Abstract
In this study, we report a Japanese boy with testotoxicosis due to a heterozygous mutation [p. A572V] in the LH/CGR gene, who was the first boy treated with a third-generation aromatase inhibitor (AI) and reached his adult height in Japan. He showed accelerated growth and rapid penile growth from 3 yr of age and was diagnosed as having testotoxicosis. Combined treatment with anastrozole and spironolactone was started when he was 7 yr old and 145.8 cm (+4.45 SD) tall, at which point his bone age (BA) was 13.5 yr. His predicted adult height (PAH) was estimated to be 158.3 cm. The combined treatment was continued until he was 13 yr old and 166.5 cm tall, with his BA being 15.5 yr.

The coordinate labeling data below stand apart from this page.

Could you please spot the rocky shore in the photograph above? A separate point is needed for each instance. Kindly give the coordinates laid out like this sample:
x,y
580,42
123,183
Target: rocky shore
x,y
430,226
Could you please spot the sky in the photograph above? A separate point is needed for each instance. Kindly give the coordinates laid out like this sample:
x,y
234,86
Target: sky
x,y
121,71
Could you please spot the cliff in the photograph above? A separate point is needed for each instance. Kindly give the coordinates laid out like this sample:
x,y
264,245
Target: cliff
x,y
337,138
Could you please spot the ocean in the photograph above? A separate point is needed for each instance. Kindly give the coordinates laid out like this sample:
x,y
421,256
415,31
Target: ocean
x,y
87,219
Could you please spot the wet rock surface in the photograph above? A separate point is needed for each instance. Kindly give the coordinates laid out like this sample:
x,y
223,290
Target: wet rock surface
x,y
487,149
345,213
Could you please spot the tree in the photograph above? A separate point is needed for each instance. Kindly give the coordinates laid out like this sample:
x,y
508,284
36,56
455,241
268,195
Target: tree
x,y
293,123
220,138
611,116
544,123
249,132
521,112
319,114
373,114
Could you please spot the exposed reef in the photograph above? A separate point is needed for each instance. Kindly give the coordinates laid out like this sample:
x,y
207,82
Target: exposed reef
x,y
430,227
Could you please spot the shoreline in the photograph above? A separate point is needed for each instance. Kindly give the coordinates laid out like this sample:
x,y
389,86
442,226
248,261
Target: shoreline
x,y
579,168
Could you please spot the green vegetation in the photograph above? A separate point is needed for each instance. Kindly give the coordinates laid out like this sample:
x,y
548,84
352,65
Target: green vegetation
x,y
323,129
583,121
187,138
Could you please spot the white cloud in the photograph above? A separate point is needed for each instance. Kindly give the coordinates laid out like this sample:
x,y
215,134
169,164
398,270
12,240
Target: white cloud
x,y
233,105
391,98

He reached his adult height of 166.9 cm at 15 yr of age. Combined treatment with anastrozole and spironolactone successfully decelerated BA advancement, prolonged pubertal period and improved adult height.

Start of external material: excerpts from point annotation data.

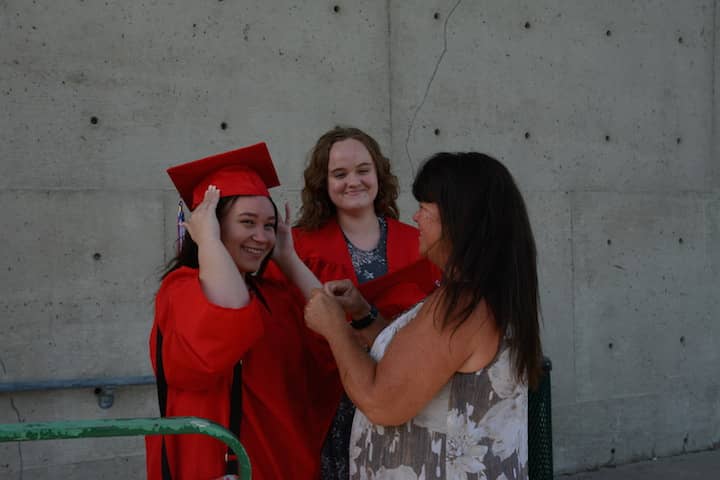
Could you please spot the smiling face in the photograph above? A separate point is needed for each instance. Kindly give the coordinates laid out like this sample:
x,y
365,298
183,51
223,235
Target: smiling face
x,y
248,231
352,178
429,223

Keywords: testotoxicosis, LH/CGR, aromatase inhibitors, anastrozole, spironolactone
Introduction
It is known that estrogen closes epiphysis of bones and stops height growth in both boys and girls. Therefore, the use of aromatase inhibitors (AIs) has now been reported for a variety of disorders, such as peripheral precocious puberty, congenital adrenal hyperplasia (CAH) and idiopathic short stature, in boys to increase their adult height (1, 2). Testotoxicosis, also known as familial male-limited precocious puberty (FMPP), is a form of peripheral precocious puberty characterized by low levels of serum LH (3) and is caused by heterozygous activating mutations of the LH/CGR gene encoding the LH/ choriogonadotropin receptor (LH/CGR) (4, 5).
Here, we report a Japanese boy with testotoxicosis due to a heterozygous mutation [p. A572V] in the LH/CGR gene, who was the first boy treated with a third-generation AI and reached his adult height in Japan.
Materials and Methods
Hormone measurements
Serum LH (prepubertal: 0.02–0.15 mIU/mL) and FSH (prepubertal: 0.38–1.11 mIU/mL) were measured by the immunofluorometric assay method using Delfia kits from Pharmacia Biosystems, Tokyo, Japan. Serum testosterone (prepubertal: <10 ng/dL) was measured by electrochemiluminescence immunoassay (ECLIA) (Elecsys, Roche Diagnostics, Mannheim, Germany).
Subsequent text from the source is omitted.